Who is John Deere making equipment for?

Mcintosh
Matt Mcintosh Correspondent North America
The John Deere 8R fully autonomous tractor is displayed ahead of the Consumer Electronics Show (CES) on January 4, 2022 in Las Vegas, Nevada. - Photo: Patrick T. Fallon / AFP
The John Deere 8R fully autonomous tractor is displayed ahead of the Consumer Electronics Show (CES) on January 4, 2022 in Las Vegas, Nevada. - Photo: Patrick T. Fallon / AFP

The rhetoric of futurists, large equipment companies, governments and others seems completely out of step with what many can actually afford to spend and risk.

From word processing software to Netflix to the iPhone – it’s hard for anyone to avoid subscription-based services and proprietary item design. John Deere’s focus on a combination of highly advanced equipment and pay-for-play software technologies is certainly not new, nor is the company’s vocal emphasis on that particular business model. It does, however, run in the face of consistent calls for greater flexibility in equipment and data management.

Right to adapt, rather than repair?

An article published by Reuters on May 27 highlighted how John Deere is increasingly “tearing a page from the technology world’s playbook – combining cutting-edge hardware with software and subscription models to drive revenue growth.”

So, if you buy a green tractor, you buy the green software. This is a given. It also means you pay the company regularly to keep running the green software. If it pencils, then sure, it makes business sense to do so. But what if it stops working, even temporarily? What if there’s a better option, or service for other products in your respective area makes John Deere a lesser option? Set aside “right to repair” – what’s the vulnerability associated with not having a right to adapt?

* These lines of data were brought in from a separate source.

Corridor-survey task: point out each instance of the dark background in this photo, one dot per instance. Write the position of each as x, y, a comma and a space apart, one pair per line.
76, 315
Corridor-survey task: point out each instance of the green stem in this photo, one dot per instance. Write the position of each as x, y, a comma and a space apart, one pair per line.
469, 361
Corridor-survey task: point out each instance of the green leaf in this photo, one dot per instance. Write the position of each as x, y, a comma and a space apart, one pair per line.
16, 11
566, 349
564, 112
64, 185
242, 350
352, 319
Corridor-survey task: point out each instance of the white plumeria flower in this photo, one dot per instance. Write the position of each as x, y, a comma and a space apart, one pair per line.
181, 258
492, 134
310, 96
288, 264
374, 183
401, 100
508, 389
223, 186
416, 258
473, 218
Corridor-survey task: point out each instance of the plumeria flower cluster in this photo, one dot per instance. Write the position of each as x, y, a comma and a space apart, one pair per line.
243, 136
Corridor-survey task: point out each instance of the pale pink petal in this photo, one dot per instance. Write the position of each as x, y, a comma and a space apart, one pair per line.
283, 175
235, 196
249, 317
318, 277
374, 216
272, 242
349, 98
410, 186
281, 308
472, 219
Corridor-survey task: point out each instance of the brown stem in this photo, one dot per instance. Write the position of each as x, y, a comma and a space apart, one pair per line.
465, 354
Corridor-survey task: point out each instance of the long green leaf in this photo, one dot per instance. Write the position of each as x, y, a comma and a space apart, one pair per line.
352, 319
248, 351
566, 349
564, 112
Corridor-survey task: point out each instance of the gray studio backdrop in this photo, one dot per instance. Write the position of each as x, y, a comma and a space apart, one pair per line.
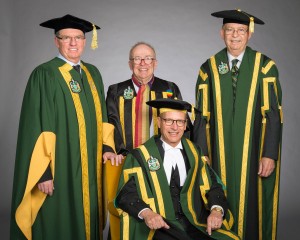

If short term ownership and quick resale of a machine is an option, I guess these questions are kind of irrelevant. Just a reminder, though – not every farmer can do that, let alone acquire financing for new technologies without putting themselves in an overly vulnerable financial position.

You make payments, but build no equity

Getting trapped in a perpetual equipment rental cycle is a not uncommon criticism of equipment leasing. You make payments, but build no equity. Could a similar criticism be applied to investing in a machine which incurs repeated subscription costs, in addition to the original price tag, but also brings brand use exclusivity?

The Reuters article also highlights Julian Sanchez, director of emerging technology for John Deere, telling reporters the company is developing more technology to allow farmers to get productivity out of their land without having to spend so much money on fertilizer and inputs.

It’s hard to disagree with the fundamentals of Sanchez’s statement, particularly given the absurd cost of fertilizers being experienced worldwide. But let’s not kid ourselves here – John Deere and its large equipment competitors would not be driving towards a subscription-based revenue model if it didn’t make a lot of cash.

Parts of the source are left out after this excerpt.